The decision of the Driver and Vehicle Licensing Authority (DVLA) to enforce the law on seat belts has become a matter of great worry for commercial vehicle owners.

Section 119 of the Road Traffic Regulations, Legislative Instrument (LI) 2180, prohibits the use of vehicles without seatbelts in the country.

It states, “A person shall not drive a motor vehicle unless the motor vehicle is fitted with seatbelts.”

Indeed, the law was passed by Parliament in 2012, but gave a two-year grace period which elapsed this year, hence the DVLA’s decision to enforce it.

The purpose of this law is to drastically reduce the number of deaths during accidents on our roads, especially involving commercial vehicles such as ‘trotros’ and inter-city transport services.

It is a fact that the majority of the fatalities on the roads are largely due to the lack of seatbelts on the vehicles, or the failure by passengers to use those available.
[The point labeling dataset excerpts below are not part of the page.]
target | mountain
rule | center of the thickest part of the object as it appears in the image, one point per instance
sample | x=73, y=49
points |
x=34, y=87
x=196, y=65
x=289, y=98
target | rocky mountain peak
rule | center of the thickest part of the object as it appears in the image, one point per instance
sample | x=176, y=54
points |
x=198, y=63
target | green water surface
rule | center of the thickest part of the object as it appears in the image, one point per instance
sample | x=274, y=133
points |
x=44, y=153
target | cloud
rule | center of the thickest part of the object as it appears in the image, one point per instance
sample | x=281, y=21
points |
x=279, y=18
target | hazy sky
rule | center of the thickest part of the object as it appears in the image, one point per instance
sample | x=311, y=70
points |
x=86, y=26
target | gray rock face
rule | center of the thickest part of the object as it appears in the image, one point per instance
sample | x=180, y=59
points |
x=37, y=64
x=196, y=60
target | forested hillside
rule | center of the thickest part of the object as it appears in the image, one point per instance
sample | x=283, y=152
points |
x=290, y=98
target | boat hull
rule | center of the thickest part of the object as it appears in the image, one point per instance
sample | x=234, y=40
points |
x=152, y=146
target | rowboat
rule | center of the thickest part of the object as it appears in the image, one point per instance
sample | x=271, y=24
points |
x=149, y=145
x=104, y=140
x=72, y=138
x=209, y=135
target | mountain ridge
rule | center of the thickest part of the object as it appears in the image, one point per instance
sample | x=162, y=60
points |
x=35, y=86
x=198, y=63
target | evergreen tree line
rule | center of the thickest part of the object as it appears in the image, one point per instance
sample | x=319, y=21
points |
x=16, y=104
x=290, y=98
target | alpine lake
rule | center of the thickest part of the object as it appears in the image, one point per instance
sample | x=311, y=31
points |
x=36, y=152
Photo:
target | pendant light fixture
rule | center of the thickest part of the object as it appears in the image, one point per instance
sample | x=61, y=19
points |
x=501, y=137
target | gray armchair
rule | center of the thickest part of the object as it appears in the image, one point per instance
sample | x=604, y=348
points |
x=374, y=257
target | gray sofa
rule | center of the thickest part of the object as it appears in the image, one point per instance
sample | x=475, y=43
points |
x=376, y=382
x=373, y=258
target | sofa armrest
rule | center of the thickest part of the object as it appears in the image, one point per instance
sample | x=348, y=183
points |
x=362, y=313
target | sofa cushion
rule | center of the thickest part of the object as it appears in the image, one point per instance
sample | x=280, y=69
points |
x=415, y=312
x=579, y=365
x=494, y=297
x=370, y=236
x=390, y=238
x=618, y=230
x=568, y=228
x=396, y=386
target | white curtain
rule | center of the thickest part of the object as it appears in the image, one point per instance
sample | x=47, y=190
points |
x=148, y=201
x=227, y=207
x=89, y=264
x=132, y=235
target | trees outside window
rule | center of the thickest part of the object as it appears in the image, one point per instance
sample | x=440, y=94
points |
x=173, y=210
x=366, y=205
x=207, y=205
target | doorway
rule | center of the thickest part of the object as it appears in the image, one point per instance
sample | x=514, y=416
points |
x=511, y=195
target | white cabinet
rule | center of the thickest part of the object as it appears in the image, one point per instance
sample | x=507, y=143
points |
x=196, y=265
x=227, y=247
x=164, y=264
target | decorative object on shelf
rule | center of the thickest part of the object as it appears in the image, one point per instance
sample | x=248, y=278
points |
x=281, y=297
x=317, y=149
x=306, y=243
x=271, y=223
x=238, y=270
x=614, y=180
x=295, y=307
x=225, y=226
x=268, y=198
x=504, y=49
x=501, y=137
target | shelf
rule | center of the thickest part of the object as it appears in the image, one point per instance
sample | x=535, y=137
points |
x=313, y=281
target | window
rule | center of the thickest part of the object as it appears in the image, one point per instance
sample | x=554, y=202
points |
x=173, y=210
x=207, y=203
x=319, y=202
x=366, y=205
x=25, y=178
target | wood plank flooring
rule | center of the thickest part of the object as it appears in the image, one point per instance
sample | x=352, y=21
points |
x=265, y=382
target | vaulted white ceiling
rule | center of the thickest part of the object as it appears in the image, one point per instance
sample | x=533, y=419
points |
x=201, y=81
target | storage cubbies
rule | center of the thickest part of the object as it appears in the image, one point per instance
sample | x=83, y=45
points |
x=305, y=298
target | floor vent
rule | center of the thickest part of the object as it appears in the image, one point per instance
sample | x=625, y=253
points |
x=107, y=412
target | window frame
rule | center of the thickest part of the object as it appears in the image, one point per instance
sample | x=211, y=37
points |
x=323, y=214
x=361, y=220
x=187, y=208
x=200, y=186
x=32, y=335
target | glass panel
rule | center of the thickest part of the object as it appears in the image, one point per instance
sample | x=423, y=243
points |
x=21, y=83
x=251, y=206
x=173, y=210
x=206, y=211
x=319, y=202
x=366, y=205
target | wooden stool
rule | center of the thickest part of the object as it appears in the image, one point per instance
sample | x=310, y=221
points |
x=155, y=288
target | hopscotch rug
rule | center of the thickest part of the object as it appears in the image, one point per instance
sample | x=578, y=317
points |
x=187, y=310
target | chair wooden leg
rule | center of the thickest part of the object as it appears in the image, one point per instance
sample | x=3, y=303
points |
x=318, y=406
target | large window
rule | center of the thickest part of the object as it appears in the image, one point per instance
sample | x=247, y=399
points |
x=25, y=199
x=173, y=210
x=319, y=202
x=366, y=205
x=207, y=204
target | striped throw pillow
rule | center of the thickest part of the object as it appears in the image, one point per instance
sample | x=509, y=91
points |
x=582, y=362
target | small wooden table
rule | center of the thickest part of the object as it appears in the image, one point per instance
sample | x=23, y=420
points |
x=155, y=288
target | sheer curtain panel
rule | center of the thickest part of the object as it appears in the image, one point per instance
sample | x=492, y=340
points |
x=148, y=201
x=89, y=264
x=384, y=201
According to the DVLA, its aim is to achieve about 50 per cent reduction in deaths and serious injuries associated with vehicle accidents by 2020.

The Times fully supports the action by the DVLA, and encourages all motorists to comply to ensure the protection of passengers and prevent the loss of precious lives during road crashes.

We are however, concerned about the process adopted by the DVLA to enforce the law.

The Times holds that since the law was promulgated in 2012, the DVLA had ample time not only to conduct the necessary public education, but also put in place the structures and processes that would have ensured a smooth implementation.

Reports reaching the Times indicate, however, that the DVLA is yet to institute the appropriate mechanisms to minimise the challenges associated with its implementation.

Even though the enforcement of the law took effect on September 1, the DVLA has now scheduled workshops in October, to train mechanics in the fixing of the seatbelts, before the registration.

As a result, its officials have been rejecting commercial vehicles taken to its offices for registration, in some cases because the seatbelts have not been properly fitted.

It is instructive to note that since the implementation of the law began, no commercial vehicle had been registered as at last Friday, when the Times visited the premises of the DVLA in Accra.

We are alarmed that officials of the DVLA had gone to sleep after the law was passed two years ago, and expected everything to move on smoothly with the implementation.

We advise the officials to sit up, and straighten things to save members of the public the frustrations being encountered in trying to get their vehicles registered.